Now to our chemical entrepreneur, instead of propagating the usual "great pilot shortage"-myth that has been so common (and so lucrative) among FTO and TRTO for decades, if you have jobs to fill (more precisely the operators you're working for), post here the terms and requirements. Unless your offer is ridiculous and/or below EU airline standards, you'll probably hear from a few hundreds of pilots with JAR licenses, type-rated and experienced (B737/B747/B767/A320/A340/DC10/MD80/F100/ATR/etc.), who lost their job when Aer Turas, Crossair, Swissair, Sabena, Air Lib, HeavyLift, Aeris, GoodJet and so many others went down the tube or fired some of their pilots. Not to mention all the others who already have a job but are always looking for greener pastures (sources close to Sterling pretend they have around 130 B737 type-rated pilots on file). Not to mention the BA pilots who find it boring to stop flying at 55 (there were quite a number of them at the NetJets open day, how come they didn't fill your seats then ?). I'd be glad if you and your secondary customers were really offering something fair and acceptable to your collegues, but I doubt it, otherwise you wouldn't be chasing junior pilots with vague garantees and half-truths to convince them.

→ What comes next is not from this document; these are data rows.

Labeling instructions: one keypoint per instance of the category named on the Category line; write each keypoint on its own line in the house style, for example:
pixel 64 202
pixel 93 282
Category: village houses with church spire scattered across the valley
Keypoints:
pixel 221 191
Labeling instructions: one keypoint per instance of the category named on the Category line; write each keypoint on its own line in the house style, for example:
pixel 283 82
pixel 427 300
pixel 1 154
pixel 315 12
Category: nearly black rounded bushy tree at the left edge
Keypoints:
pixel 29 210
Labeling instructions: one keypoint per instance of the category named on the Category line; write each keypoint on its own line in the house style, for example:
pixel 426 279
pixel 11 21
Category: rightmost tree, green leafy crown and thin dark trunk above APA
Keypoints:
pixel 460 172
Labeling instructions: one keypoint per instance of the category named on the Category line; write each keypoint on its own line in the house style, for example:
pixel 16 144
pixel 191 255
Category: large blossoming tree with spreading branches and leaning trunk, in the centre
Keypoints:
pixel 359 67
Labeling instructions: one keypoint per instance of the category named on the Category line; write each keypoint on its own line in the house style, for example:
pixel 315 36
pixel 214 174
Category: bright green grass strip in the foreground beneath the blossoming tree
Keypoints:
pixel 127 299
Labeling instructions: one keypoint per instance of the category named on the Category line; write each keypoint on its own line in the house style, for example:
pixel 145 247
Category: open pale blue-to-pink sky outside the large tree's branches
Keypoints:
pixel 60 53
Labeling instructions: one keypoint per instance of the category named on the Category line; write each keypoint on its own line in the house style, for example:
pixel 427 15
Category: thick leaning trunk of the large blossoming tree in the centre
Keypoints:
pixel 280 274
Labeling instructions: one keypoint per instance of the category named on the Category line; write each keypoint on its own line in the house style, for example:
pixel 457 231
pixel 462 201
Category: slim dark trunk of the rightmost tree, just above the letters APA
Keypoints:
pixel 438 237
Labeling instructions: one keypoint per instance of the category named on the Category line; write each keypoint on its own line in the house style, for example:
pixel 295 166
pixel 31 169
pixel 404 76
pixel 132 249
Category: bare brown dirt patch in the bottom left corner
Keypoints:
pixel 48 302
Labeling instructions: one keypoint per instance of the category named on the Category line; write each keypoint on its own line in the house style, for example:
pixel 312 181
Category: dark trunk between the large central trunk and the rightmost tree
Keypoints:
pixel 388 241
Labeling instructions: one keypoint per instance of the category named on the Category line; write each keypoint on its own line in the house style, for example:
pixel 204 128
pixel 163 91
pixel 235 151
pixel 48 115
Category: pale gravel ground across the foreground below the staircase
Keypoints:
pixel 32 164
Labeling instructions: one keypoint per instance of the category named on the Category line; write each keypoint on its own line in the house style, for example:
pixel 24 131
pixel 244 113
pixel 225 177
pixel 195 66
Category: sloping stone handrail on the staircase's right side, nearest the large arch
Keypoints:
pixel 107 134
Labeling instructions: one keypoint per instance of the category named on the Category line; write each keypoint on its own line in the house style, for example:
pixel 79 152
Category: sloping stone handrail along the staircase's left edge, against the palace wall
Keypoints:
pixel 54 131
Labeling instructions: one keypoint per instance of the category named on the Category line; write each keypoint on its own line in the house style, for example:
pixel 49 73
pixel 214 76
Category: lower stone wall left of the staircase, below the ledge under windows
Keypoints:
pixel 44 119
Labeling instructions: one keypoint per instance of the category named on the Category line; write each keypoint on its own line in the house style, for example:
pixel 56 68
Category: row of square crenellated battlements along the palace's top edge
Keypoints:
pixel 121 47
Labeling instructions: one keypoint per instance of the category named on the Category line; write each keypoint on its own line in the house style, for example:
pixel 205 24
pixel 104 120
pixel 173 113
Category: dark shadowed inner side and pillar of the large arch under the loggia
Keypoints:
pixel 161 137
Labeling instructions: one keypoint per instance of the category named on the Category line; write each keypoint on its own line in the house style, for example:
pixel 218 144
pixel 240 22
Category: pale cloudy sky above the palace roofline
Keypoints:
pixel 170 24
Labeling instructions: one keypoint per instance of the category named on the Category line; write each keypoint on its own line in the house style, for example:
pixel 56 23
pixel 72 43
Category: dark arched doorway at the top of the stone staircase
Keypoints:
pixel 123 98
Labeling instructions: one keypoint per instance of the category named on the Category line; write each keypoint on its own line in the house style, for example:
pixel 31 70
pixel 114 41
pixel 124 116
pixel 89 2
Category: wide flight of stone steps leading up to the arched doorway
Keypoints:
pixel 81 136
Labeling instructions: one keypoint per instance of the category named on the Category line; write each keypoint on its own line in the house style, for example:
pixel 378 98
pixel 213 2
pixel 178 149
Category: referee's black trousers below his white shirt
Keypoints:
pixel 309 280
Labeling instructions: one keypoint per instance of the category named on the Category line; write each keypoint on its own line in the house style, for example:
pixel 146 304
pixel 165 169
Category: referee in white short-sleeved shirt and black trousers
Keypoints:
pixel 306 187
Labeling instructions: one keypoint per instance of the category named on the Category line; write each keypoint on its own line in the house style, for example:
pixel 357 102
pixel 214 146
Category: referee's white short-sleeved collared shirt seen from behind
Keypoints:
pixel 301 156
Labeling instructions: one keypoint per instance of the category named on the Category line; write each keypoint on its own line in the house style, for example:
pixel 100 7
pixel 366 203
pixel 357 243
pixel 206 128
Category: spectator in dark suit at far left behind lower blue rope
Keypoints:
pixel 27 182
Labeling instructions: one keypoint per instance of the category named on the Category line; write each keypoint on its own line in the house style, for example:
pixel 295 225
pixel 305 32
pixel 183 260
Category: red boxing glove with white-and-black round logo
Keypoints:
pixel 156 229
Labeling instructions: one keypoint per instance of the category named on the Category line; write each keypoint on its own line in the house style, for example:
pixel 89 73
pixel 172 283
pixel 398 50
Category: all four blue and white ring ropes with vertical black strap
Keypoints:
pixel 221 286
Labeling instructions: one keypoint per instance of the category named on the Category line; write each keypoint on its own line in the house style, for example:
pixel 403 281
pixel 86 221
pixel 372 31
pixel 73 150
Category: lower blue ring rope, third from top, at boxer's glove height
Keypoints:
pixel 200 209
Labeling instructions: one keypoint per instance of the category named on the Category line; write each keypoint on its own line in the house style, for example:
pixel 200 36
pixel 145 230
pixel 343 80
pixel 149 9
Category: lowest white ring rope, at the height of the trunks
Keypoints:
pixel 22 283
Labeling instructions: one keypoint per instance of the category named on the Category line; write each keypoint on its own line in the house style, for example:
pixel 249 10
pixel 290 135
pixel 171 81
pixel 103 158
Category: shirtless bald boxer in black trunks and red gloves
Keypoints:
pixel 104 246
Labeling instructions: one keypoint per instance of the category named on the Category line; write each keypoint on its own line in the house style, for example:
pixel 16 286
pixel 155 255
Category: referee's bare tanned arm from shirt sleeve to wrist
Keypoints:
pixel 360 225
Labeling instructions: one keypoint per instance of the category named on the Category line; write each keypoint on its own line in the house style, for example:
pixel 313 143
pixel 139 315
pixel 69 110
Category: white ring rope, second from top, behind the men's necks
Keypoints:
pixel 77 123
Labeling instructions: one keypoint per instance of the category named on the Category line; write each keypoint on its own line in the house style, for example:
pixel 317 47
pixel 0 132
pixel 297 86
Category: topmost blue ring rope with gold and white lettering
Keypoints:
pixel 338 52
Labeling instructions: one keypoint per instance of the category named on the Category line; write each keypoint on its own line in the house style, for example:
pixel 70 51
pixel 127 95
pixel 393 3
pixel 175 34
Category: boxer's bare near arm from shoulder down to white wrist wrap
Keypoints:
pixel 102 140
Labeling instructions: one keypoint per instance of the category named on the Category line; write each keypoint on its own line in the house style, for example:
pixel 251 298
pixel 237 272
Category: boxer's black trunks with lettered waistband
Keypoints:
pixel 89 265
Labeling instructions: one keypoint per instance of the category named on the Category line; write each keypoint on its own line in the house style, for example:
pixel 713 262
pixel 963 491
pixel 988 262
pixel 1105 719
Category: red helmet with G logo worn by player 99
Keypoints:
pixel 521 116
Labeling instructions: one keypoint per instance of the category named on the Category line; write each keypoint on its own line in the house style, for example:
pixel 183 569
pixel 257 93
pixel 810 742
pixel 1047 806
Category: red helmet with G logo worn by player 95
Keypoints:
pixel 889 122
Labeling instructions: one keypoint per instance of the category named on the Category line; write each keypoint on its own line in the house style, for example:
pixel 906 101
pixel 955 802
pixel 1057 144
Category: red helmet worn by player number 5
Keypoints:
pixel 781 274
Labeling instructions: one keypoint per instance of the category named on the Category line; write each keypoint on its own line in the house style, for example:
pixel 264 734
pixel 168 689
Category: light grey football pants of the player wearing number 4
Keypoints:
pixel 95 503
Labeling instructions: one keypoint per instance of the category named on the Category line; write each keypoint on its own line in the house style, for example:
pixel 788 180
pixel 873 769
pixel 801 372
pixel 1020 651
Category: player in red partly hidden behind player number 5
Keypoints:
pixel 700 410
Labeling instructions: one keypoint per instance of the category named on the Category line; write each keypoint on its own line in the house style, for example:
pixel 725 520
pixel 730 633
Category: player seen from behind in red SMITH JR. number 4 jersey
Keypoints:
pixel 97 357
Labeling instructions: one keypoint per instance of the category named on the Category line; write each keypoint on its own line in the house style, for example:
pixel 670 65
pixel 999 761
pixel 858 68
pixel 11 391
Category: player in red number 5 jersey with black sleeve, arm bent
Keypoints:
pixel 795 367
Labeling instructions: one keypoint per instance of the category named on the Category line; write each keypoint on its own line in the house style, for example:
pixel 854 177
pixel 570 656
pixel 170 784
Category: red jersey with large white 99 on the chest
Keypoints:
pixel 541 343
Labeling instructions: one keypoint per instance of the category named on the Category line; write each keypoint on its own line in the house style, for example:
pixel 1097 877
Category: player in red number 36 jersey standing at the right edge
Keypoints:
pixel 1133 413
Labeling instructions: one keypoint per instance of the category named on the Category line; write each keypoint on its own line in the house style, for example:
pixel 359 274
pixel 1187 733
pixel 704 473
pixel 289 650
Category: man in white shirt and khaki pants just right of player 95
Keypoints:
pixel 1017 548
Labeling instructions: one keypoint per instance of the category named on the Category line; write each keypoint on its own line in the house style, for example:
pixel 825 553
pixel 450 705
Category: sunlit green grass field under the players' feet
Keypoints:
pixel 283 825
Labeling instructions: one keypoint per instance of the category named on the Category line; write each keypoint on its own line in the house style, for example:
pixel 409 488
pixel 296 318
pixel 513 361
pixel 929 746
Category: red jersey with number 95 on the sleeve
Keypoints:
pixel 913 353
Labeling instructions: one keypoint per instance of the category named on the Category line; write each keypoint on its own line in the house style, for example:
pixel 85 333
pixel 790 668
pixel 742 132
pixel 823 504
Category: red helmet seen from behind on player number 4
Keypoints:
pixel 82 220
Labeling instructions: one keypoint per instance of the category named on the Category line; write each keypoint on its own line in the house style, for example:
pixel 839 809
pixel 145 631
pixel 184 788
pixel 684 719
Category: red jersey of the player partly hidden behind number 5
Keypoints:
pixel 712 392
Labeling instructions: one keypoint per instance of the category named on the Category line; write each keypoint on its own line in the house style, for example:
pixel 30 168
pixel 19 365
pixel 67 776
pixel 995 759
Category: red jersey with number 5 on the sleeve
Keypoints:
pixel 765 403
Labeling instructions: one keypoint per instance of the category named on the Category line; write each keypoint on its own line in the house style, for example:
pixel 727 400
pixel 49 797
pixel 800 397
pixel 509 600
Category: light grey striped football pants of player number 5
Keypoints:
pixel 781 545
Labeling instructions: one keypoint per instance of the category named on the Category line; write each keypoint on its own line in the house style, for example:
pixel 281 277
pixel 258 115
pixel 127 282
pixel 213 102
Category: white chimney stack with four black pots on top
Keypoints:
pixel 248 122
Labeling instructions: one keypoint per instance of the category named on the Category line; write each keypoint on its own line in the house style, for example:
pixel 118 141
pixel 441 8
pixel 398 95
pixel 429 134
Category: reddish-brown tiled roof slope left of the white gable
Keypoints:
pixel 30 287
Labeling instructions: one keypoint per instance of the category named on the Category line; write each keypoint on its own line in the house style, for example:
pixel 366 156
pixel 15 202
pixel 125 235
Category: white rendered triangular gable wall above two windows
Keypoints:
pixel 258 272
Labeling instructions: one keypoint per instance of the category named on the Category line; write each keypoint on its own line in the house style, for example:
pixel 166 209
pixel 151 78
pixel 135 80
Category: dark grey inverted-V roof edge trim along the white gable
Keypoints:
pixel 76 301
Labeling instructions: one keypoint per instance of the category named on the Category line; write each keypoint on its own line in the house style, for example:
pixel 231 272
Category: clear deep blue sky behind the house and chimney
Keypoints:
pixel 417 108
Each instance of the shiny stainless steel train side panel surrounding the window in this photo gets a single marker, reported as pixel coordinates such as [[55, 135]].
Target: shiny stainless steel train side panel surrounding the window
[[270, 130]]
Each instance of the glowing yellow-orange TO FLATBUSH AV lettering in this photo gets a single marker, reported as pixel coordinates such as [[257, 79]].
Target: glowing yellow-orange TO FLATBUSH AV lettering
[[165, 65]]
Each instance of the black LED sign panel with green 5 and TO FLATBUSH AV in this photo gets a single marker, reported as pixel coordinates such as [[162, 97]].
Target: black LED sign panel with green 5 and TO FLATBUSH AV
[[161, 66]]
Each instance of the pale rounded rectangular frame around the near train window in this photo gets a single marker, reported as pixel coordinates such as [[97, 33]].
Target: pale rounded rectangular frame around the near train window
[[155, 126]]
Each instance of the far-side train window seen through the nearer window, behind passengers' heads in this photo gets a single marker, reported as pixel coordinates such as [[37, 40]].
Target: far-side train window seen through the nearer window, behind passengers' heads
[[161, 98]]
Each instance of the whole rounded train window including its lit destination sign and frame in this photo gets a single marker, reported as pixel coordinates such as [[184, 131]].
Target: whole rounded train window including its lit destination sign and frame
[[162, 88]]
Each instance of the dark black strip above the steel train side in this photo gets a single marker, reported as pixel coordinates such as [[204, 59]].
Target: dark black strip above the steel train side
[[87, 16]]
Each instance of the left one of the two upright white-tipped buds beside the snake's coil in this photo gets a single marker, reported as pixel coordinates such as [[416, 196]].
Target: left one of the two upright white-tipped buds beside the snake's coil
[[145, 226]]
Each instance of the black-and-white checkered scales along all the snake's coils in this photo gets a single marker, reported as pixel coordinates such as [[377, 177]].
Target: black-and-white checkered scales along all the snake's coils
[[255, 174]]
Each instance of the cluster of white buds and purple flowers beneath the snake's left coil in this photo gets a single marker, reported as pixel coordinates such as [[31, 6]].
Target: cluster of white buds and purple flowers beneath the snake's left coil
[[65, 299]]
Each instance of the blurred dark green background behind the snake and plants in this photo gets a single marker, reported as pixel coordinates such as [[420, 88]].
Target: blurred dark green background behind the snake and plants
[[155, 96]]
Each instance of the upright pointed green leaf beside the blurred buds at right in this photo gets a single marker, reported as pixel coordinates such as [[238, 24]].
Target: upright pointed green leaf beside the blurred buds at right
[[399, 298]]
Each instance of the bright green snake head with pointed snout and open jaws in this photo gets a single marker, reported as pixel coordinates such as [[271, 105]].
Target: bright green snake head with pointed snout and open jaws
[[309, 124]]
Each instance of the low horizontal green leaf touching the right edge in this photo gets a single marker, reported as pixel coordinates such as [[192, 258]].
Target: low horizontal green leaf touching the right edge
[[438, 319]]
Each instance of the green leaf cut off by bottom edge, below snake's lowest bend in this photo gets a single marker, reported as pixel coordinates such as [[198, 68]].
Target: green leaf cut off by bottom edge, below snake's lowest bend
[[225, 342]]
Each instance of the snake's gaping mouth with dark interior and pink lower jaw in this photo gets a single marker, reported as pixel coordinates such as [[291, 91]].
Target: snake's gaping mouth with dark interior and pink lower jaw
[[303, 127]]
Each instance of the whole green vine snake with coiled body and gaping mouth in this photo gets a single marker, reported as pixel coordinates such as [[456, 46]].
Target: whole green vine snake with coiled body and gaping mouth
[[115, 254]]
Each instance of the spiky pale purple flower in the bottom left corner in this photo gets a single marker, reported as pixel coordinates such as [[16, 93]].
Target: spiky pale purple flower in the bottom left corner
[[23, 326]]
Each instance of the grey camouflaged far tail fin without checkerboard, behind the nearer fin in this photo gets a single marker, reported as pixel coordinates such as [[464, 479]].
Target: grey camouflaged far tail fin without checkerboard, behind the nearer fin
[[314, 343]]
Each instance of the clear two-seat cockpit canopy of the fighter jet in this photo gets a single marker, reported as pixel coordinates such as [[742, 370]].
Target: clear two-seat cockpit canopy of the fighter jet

Now you're even trying to sell a type rating to type-rated airline pilots, targeting especially those who don't have a job anymore I guess, since you're denigrating some type ratings in favor of "yours"...

Maybe you should pay a visit to the local flying club nearby. If you're lucky, you might be right on time to meet one of those airline captains with 9000 hours who recently lost his job, had to sell his house and his car (maybe his wife disappeared with the kids too), and invested in the renewal of his Flight Instructor rating to keep flying on week-ends with student pilots. Ask him what he thinks of those junior pilots who pay for type ratings and line training flights to get a "job" after that (sometimes just for the summer season: some are fired once the activity slows down). Ask him if he has no hard feelings about that and the totally artificial demand of pilots it creates. Ask him if he's also ready to buy a type rating to get an airline job again. My advice: be careful and take a first-aid kit with you, just in case.

There's no pilot shortage, you're just complaining that there's not enough experienced pilots willing to buy your products (for good reasons obviously !), which is a whole different thing.